Betty Crocker Picture Cookbook

1st Edition, 1950

Arguably, the most revolutionary cookbook of the 1950’s was the Betty Crocker Picture Cookbook, which contained lavish colour photography. While the first edition of the book is no longer in print, there are mixed views on the significance of this illustrated cookbook. There were a substantial amount of photographs but the aesthetic quality was perhaps quite poor. However, the use of food photography in this commercial outlet was significant, marking a rise in production, thus a rise in a need for food photographs. None the less, Betty Crocker was still a significant character in cookery at the time. A fictional character created by the Washburn-Crosby Company in 1921, created as an advertising tool to make the company more personable. Prior to publishing the ‘Betty Crocker Picture Cookbook’ various promotional pamphlets and baking books without colour photographs were released in the 1930’s and 40’s to aid war-time cooking. (Jarvits, J. n.d. [online]) 

Even cookbooks aimed at young cooks started to incorporate photography. Better Homes and Gardens Junior Cook Book (for the Hostess and Host of Tomorrow) in 1955 had step-by-step instructions line drawings and number of black and white shots. “there were beauty shots clearly meant to inspire the young chef—burgers, shakes, french toast. But the printing was poor and I don’t remember being inspired enough to, as the editors suggested, “fill up the family cookie jar.” (Shakely, L. n.d. [online]) While food photography was starting to appear more and more in cookbooks and magazines, it didn’t necessarily mean that these photographs had a better aesthetic quality than the previous illustrations. 

With thanks to Amy Alessio for her knowledge on vintage cookbooks!

Gourmet Magazine

Gourmet Magazine Cover

The first American magazine devoted to food and wine, Gourmet started in January 1941. (2001, [online]) Gourmet covers in the 1950’s tended to feature “a significant piece of serving ware, a floral arrangement, and a textural background, put together with a studied eclecticism that suggested a well-traveled life”. (Dickerman, S. 2006) Not just a food magazine, it suggested ideals in lifestyle post-war.

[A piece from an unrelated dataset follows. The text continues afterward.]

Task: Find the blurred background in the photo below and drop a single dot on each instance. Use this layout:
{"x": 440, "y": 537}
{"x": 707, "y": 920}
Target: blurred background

Conde Nast axed Gourmet magazine in 2009, but you can read more about the magazine here


Colour photography in cookbooks

While the first colour photograph was produced in 1861, colour photography in cookbooks wasn’t used until the 1930’s due to the difficulty of colour printing. (Plimmer, C, 1988, p10)  Colour food photography can be traced back to as early as 1935, (Thomas Perich, S. 2010) when Nickolas Murray first adapted the three-colour carbro process. McCall’s commissioned Murray to create colour photographs for their cooking and food pages. He used the colour carbro process to make rich and colourful photographs of food spreads for the magazine and for other advertisers through the 1950s. Within the context of commercial photography, the rich colours in these images were used to grab the reader’s attention which can be seen excellently in the image below.
Nickolas Murray, Untitled, circa 1935.
The image is very much like Fantin Latour’s painting discussed previously. There are visual similarities in the way lifestyle, status and class are implied in both images and is testament of significant and perhaps even direct influence.
Food photography progressed over a matter of years, where colour food photography was being used not only in single sheet advertisements but in cookbooks as well. Shakely commented that “The earliest cookbooks were for simple palates, records of cooks’ favorites, or the king’s favorites, writ down so that they could successfully be repeated by those who could imagine how they should look and taste when finished. Like any kind of book, the evolution of cookbooks paralleled the progress of printing technology.” (n.d. [online]) While colour photography was still in its early stages in the 1950’s, block prints were frequently used in cookbooks, not actual photographs. Illustrations were popular too and usually a number of black and white photographs were used to accompany the recipes.
A few years later, colour photographs were used in the first edition of Larousse Gastronomique. (Plimmer, C, 1988, p10) It included 36 colour photographs but since it was a large and expensive book, it still contained 1,850 black and white images. World War Two slowed the production of colour photography for many due to cost and there wasn’t a high consumer need for the process. However after the war, there was a boom in ladies magazines, awash with colour advertisements and recipes.